There are some 23.8m shares in issue.


The larger holders include L Jones (12.3%), Philip Higgins, CEO (11.1%), Schroder Investment Management (10.8%), Dene Stacey (8.8%), and David Williams, Chmn (6.8%).


Broker’s View


On the back of the Trading Update, analysts Edward Stacey and Kimberley Carstens, at Cavendish Capital Markets, increased their estimates.


“We are increasing our revenue FY25E by 5.1% and EBITDA by 11.1%.


The trading statement refers to a positive demand environment and a strong order pipeline.


We believe the statement supports our FY26E and make no change to our FY26E forecasts.


We maintain our 78p target price.”


 

Their upgraded estimates for the 2025 extended trading period are for revenues to rise to £41.0m (£22.6m) while it swings from a £0.63m loss to an adjusted pre-tax profit of £0.6m, lifting earnings per share to 2.4p (0.26p).


For the year now underway to end-June 2026, the analysts go for £35.5m, with £1.1m profits and 4.5p per share in earnings.


My View


As the brokers note that driven by continually escalating tactics from cybercrime groups, growing complexity in threat environments, and increasing regulatory requirements and standards, the demand environment for cyber security providers is highly robust.

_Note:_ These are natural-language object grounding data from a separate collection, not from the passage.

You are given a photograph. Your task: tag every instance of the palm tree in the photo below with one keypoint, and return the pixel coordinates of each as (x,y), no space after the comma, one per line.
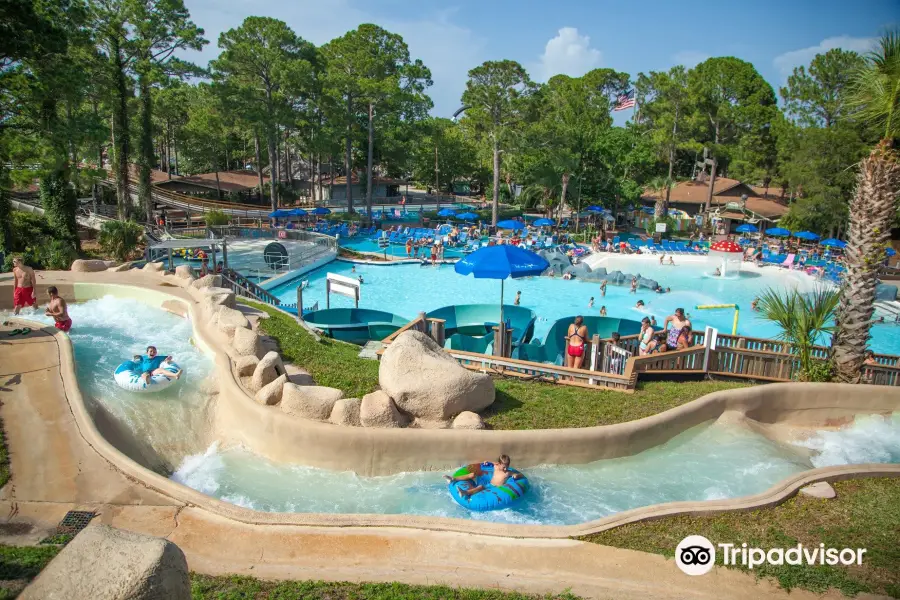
(803,320)
(660,187)
(876,96)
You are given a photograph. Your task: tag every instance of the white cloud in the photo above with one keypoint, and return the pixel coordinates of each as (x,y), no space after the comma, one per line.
(786,62)
(689,58)
(569,54)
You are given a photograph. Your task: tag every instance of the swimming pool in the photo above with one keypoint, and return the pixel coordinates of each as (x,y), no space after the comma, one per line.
(408,289)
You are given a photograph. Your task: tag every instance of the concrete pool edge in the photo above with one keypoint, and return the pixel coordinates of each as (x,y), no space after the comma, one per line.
(776,494)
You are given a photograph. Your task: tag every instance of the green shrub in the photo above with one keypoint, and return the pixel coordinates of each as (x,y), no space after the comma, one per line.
(216,218)
(120,238)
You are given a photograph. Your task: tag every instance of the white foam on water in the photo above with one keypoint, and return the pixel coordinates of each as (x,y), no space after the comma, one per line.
(869,439)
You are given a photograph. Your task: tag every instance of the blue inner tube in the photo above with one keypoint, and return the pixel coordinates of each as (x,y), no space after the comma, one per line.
(491,497)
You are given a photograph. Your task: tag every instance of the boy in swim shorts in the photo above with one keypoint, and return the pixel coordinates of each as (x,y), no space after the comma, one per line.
(23,286)
(58,310)
(475,470)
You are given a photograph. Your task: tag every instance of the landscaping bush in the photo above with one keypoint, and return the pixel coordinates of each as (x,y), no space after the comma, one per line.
(120,238)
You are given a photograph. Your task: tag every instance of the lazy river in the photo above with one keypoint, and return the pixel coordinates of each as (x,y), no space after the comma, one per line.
(711,461)
(407,289)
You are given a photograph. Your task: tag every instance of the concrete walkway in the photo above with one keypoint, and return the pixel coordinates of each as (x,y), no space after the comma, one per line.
(55,470)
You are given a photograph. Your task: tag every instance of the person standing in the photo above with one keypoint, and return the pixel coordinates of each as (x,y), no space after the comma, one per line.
(23,285)
(58,309)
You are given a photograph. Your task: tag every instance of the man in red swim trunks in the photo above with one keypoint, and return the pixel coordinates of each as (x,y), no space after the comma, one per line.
(23,286)
(58,310)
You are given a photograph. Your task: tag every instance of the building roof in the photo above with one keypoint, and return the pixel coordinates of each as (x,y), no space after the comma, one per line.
(693,192)
(355,180)
(229,181)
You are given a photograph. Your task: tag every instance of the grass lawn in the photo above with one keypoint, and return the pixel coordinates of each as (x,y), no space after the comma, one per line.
(865,514)
(518,405)
(241,588)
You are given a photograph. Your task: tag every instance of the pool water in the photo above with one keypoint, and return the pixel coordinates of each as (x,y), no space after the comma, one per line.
(708,462)
(108,331)
(408,289)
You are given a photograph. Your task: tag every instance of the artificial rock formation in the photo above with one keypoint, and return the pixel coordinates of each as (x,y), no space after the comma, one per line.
(246,342)
(89,266)
(271,394)
(309,401)
(468,420)
(427,383)
(111,564)
(268,368)
(378,410)
(346,412)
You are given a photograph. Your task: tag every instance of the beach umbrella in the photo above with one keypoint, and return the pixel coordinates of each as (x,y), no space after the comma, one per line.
(501,262)
(510,224)
(778,232)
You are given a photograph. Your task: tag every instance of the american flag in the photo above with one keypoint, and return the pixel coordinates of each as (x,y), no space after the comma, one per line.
(624,101)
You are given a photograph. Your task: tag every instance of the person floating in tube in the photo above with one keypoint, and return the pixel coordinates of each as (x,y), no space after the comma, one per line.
(151,365)
(501,474)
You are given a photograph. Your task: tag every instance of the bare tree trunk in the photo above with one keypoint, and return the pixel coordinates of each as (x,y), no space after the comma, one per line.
(348,165)
(369,174)
(258,163)
(495,209)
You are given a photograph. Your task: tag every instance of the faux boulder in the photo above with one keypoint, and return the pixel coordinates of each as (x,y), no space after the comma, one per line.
(271,394)
(112,564)
(89,266)
(468,420)
(428,383)
(207,281)
(246,342)
(346,412)
(309,401)
(378,410)
(267,370)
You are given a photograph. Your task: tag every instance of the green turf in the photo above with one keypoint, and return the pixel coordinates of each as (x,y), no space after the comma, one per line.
(865,514)
(247,588)
(518,404)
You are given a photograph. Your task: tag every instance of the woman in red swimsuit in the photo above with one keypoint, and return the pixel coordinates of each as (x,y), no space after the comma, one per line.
(575,340)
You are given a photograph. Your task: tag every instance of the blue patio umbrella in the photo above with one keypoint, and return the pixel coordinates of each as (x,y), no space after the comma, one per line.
(778,232)
(510,224)
(500,262)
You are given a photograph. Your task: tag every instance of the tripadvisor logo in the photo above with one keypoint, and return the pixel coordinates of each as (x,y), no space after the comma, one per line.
(696,555)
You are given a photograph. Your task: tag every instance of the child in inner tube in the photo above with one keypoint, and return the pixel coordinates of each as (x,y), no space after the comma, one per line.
(501,474)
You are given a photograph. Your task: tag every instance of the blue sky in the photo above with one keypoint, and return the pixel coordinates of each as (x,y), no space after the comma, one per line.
(574,36)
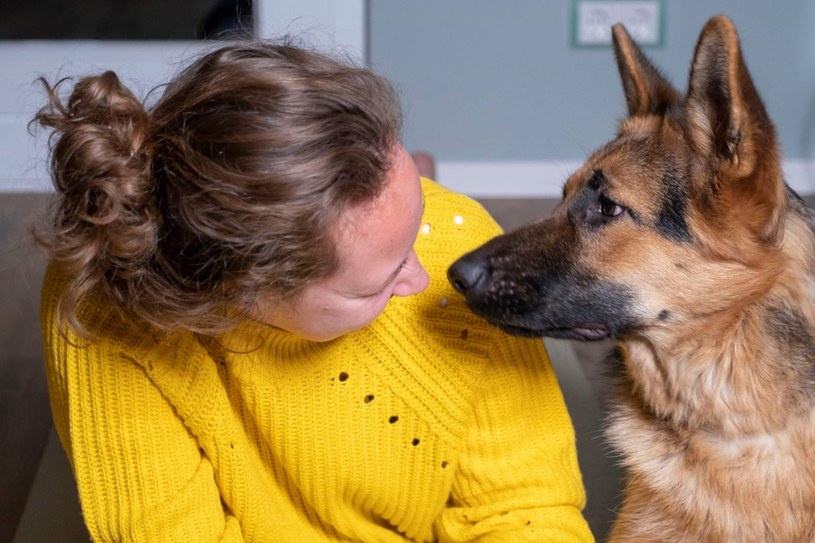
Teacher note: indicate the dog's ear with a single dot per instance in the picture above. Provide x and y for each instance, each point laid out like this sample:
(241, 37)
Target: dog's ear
(646, 91)
(728, 123)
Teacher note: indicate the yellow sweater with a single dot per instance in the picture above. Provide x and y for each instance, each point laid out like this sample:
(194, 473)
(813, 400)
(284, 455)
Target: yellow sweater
(427, 425)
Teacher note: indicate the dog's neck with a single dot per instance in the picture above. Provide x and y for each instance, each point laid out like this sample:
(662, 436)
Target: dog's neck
(697, 379)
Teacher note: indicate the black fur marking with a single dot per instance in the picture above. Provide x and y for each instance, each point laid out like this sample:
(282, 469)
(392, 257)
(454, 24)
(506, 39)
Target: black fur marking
(790, 331)
(597, 180)
(671, 219)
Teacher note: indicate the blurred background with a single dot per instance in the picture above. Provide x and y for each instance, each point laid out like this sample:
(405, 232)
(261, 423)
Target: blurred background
(507, 98)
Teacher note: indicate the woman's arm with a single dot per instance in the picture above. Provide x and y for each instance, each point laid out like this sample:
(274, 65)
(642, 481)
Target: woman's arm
(140, 474)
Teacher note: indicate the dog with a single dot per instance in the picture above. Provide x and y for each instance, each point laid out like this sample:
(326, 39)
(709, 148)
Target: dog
(680, 240)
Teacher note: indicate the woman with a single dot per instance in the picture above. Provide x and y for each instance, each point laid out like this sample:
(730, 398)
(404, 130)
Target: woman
(248, 331)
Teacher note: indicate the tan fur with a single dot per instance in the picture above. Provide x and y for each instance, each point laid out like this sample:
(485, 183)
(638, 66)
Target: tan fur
(680, 240)
(716, 431)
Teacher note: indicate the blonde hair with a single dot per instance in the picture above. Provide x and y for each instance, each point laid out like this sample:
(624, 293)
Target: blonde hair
(182, 213)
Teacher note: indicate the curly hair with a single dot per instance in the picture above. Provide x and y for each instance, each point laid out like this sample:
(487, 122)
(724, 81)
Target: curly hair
(182, 213)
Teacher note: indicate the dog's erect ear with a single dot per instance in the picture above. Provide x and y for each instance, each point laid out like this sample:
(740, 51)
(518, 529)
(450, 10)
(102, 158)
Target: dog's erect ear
(722, 102)
(646, 91)
(728, 123)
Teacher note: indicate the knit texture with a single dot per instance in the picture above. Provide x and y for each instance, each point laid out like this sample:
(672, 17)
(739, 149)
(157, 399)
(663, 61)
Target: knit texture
(426, 425)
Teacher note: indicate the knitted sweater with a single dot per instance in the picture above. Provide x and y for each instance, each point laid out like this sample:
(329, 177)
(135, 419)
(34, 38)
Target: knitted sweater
(426, 425)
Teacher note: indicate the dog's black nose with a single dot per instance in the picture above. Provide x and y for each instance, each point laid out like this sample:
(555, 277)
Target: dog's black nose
(466, 273)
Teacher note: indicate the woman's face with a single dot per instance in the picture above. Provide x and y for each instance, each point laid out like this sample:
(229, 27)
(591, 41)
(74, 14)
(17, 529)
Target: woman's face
(377, 260)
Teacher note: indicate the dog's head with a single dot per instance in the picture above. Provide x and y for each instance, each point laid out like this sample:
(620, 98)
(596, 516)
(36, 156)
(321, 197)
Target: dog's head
(679, 216)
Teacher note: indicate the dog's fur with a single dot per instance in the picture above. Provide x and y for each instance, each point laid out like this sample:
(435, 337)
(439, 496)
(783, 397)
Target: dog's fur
(680, 240)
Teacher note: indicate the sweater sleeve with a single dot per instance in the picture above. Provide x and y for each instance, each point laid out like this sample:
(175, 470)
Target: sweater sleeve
(139, 472)
(518, 478)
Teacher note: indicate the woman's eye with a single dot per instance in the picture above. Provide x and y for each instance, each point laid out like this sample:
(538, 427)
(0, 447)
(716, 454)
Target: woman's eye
(609, 208)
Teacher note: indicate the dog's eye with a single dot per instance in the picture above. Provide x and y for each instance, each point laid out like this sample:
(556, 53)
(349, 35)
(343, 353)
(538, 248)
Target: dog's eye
(609, 208)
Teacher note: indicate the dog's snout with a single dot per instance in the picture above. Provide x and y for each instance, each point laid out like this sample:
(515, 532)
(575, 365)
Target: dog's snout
(466, 273)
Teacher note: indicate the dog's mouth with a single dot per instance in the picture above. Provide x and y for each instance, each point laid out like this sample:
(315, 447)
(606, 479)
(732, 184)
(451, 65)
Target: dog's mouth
(592, 332)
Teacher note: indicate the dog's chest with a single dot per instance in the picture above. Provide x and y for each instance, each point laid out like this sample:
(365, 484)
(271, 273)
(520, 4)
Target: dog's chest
(757, 487)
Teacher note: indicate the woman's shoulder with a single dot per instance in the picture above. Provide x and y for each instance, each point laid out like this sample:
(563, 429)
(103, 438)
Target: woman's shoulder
(454, 218)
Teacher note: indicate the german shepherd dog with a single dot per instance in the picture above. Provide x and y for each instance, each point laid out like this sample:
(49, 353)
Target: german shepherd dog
(680, 240)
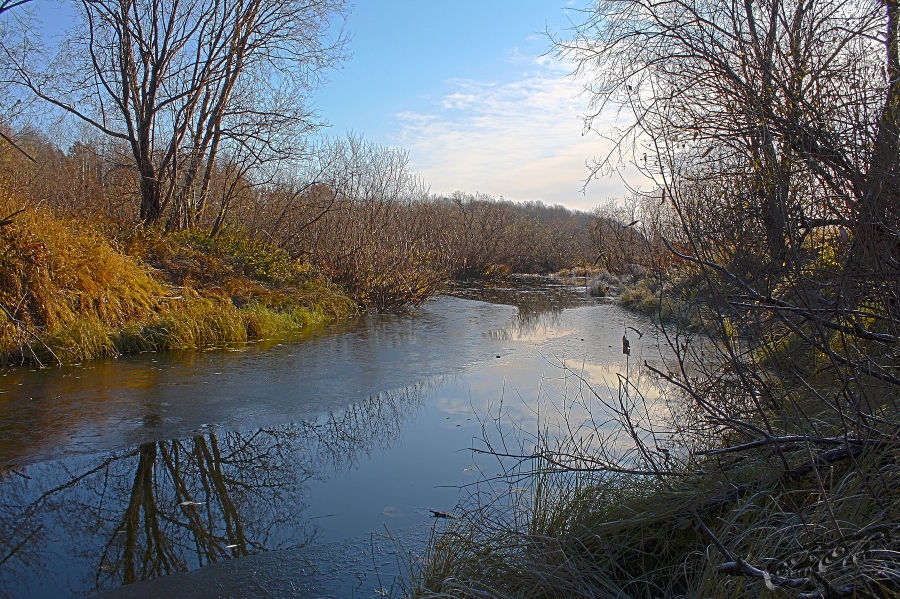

I refer readers to my comments on Tuesday 27th November last year, when I suggested:


“It is coming out of the rough and is now ready to play down ‘a fair lane’ going forward.


Recent contract wins, together with its strong pipeline for the second half-year, should help to support the group’s share price, currently just 33.50p, valuing the business at only £9m.


This group, I must warn readers, has only once performed close to my set Target Prices, so perhaps it is best to gain a ‘second opinion’ if you are thinking of following my views, but I have to say that I do like the business and consider it to be undervalued.”


This group’s shares look too cheap to ignore as its recovery continues.

ree

(Profile 14.04.20 @ 245p set a Target Price of 310p)

(Profile 23.03.22 @ 118p set a Target Price of 145p)

(Profile 06.11.23 @ 35p set a Target Price of 45p*)

(Profile 25.07.24 @ 45p set a Target Price of 56p*)

 

Asterisks * denote that Target Prices have been achieved since Profile publication.